Volume V, No. 1, Fall 1977


TO OUR OLD NEW FRIENDS


As we begin our fifth year publishing BITTERSWEET, we realize how complete has been the turnover in our staff over the years. Obviously, not a one of the original nor the second year staff is still with us, though we do have younger brothers and sisters of that first staff. But even though at our headquarters in Lebanon High School, I'm the only original one still here, out there in the towns and on the farms, are many of the same people who from the start have been absolutely essential to our success--the men and women who invite us into their homes and lives to give us the information we need to write and illustrate our stories.
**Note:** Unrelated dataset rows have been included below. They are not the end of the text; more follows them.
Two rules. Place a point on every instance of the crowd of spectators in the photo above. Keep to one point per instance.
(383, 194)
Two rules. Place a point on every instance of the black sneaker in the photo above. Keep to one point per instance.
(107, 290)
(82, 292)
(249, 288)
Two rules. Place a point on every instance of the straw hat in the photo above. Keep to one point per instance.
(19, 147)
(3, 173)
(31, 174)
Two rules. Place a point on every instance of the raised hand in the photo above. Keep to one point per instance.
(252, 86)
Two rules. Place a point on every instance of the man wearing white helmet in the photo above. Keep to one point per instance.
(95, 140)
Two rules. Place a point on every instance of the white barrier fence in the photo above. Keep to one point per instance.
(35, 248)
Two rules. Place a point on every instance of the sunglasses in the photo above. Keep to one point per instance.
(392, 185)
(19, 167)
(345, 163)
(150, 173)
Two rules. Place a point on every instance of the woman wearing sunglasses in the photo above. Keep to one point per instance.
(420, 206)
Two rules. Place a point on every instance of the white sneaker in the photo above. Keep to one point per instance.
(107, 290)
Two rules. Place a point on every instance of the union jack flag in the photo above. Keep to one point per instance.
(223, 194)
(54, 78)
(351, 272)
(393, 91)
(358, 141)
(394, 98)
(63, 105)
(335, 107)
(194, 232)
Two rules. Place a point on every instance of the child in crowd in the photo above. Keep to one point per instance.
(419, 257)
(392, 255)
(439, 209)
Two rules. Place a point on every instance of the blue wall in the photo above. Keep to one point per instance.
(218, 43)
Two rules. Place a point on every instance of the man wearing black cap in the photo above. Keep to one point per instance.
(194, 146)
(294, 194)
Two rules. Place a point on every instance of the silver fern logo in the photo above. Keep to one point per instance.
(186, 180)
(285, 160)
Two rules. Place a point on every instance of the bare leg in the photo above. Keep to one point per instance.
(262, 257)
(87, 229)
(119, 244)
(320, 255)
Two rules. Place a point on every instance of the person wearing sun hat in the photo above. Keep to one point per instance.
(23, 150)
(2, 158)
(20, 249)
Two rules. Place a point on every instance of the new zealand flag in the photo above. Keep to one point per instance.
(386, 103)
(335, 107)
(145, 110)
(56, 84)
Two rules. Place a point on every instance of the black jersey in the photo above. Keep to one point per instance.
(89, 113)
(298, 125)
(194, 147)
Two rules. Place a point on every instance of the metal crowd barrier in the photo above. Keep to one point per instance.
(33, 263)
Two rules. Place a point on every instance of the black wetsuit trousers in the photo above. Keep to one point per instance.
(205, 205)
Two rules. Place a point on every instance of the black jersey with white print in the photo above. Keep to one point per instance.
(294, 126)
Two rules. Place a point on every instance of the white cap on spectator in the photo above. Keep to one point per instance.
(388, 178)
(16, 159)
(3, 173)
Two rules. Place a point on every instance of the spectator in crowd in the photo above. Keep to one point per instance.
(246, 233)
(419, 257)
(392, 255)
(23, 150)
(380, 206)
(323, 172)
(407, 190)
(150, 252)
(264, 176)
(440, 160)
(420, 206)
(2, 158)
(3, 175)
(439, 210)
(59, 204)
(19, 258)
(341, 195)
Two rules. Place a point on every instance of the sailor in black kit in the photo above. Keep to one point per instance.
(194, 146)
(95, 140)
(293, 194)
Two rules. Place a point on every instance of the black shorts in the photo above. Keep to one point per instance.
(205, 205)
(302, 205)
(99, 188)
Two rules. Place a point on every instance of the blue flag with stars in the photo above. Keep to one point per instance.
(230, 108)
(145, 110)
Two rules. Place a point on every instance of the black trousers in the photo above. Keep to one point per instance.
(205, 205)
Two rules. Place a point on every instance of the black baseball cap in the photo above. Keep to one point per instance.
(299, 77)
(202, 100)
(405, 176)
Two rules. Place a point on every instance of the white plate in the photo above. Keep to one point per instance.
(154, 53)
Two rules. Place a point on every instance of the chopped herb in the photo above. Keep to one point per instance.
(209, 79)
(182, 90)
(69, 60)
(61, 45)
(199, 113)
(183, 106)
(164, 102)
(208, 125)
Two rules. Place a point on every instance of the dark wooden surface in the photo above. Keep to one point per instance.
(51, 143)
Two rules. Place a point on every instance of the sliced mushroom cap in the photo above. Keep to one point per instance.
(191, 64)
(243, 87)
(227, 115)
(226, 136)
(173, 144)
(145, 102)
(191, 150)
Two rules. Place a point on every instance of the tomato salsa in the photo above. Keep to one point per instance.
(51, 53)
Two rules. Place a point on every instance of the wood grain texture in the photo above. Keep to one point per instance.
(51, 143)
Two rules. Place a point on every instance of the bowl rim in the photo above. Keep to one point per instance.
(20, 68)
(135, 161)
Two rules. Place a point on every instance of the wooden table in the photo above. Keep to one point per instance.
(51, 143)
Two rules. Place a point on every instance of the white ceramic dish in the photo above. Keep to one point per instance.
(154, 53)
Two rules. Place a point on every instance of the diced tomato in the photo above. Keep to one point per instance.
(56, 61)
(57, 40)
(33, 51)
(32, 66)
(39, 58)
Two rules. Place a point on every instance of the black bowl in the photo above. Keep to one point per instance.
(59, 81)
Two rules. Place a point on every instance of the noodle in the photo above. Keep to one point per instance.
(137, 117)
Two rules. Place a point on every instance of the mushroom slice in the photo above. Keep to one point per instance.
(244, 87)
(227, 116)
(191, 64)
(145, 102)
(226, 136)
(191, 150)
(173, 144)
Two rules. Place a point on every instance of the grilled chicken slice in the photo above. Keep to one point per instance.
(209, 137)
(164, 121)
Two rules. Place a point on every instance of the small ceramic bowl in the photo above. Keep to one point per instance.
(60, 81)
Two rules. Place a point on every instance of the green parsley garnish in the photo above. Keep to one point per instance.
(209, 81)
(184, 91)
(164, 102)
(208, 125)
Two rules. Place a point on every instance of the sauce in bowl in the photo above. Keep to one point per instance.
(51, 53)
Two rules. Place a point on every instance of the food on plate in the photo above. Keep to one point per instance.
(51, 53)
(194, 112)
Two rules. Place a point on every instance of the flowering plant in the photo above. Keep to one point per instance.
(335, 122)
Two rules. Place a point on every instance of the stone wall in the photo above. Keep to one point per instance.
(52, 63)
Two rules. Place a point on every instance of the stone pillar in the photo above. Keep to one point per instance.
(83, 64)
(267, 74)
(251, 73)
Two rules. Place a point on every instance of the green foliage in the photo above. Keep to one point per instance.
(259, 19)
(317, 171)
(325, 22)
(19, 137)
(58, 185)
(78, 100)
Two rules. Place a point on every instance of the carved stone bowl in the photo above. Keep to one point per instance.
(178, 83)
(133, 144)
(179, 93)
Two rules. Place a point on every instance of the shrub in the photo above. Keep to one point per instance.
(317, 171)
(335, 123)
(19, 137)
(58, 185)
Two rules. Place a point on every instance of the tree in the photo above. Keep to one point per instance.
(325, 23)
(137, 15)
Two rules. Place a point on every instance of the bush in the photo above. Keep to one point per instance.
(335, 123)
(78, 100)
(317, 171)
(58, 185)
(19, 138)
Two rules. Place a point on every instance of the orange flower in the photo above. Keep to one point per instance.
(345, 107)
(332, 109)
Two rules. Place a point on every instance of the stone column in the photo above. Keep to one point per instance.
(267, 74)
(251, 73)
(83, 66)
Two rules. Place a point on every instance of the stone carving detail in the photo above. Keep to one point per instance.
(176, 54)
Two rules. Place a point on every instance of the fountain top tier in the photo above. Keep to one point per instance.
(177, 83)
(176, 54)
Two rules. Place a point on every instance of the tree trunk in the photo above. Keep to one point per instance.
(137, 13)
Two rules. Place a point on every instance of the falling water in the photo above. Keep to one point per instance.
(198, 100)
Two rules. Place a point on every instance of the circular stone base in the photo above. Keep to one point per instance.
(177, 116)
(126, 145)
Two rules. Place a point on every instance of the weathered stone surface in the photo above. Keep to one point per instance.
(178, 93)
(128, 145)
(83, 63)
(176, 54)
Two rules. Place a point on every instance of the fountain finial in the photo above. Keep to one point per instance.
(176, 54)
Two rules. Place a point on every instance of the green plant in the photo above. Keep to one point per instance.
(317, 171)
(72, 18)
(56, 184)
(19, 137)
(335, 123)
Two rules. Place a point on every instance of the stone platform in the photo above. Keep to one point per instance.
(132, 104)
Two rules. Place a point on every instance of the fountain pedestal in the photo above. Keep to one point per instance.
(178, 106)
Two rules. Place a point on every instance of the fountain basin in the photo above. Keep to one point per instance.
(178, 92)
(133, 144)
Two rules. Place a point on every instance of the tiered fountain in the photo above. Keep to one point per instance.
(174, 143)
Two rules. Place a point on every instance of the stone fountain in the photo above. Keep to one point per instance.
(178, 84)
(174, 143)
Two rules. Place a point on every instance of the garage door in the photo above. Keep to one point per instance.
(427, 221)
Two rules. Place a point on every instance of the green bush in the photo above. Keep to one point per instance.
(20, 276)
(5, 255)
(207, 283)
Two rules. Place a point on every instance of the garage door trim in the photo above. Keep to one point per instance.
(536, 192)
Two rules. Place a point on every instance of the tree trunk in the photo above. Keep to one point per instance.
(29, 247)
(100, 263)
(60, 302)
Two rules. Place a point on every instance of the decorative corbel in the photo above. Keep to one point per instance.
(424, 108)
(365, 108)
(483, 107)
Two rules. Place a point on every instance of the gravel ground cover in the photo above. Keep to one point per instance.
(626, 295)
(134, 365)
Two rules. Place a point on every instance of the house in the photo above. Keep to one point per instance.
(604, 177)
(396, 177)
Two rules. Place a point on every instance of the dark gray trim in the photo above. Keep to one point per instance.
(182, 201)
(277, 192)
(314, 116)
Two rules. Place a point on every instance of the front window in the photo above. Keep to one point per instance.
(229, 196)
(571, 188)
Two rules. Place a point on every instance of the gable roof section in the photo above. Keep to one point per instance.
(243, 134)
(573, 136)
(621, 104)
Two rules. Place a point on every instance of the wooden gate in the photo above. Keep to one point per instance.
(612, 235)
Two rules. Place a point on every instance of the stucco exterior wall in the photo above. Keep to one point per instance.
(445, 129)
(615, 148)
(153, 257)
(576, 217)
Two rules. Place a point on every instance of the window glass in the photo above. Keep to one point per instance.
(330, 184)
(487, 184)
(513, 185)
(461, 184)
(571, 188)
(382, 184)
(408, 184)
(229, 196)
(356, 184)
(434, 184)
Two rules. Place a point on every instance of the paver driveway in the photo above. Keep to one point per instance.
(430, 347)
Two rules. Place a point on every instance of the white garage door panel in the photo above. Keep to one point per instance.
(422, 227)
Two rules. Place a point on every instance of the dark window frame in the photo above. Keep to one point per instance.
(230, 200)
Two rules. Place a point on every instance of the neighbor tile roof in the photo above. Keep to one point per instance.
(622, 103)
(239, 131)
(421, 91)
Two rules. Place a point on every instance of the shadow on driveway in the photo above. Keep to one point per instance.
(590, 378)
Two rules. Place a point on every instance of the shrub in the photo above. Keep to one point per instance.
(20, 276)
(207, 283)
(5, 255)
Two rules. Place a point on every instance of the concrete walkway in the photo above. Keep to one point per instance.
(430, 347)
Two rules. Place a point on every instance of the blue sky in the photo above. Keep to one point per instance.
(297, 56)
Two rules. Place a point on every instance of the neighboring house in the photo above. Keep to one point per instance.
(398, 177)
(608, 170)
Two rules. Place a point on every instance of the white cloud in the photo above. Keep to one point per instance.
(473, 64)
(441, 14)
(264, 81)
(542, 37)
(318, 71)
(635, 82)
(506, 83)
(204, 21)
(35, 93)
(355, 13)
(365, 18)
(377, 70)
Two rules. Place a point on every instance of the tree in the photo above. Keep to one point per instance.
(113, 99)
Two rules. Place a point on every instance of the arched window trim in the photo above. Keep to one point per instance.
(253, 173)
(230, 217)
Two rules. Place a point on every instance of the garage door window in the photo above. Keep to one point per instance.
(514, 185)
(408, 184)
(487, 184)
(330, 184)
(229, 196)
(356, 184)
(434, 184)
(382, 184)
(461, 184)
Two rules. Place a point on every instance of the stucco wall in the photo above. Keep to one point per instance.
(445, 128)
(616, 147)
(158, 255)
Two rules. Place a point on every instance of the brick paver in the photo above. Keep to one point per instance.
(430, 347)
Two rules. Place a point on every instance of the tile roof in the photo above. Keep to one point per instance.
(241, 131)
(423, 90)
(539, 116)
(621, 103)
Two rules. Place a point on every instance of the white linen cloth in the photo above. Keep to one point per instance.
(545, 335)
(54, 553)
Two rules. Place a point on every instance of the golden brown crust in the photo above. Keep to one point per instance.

The staff members graduate. As they keep changing, so might I be replaced with another teacher and still the magazine could go on, but we would have to fold up without the continued interest and willingness of people like Lois Beard, Dorothy McMicken, George Kastler, Ella Dunn, Lyn Marble, Esther Griffin and Myrtle and Elvie Hough to answer patiently our thousands of questions as we come back again and again.

Our association with the Houghs goes back to our beginnings. In April of 1973, before we were offically a class, Eliot Wigginton from FOXFIRE visited us. He was with us on our very first interview visiting Elvie and Myrtle Hough when Elvie explained how he used to cut oats with the hand powered grain cradle. "Would you like me to show you how this summer when the oats get ready?" he asked.

Of course we did, the resulting story appearing in Winter, 1973. Since that time we've visited them many times for instructions on how to use homemade lye, tack comforts and make sorghum molasses and for information on outdated customs and ways of living. Nor have we learned anywhere near all they can teach us. As I'm writing this Daniel and Stephen are with Elvie getting more material for a forthcoming article on building bridges.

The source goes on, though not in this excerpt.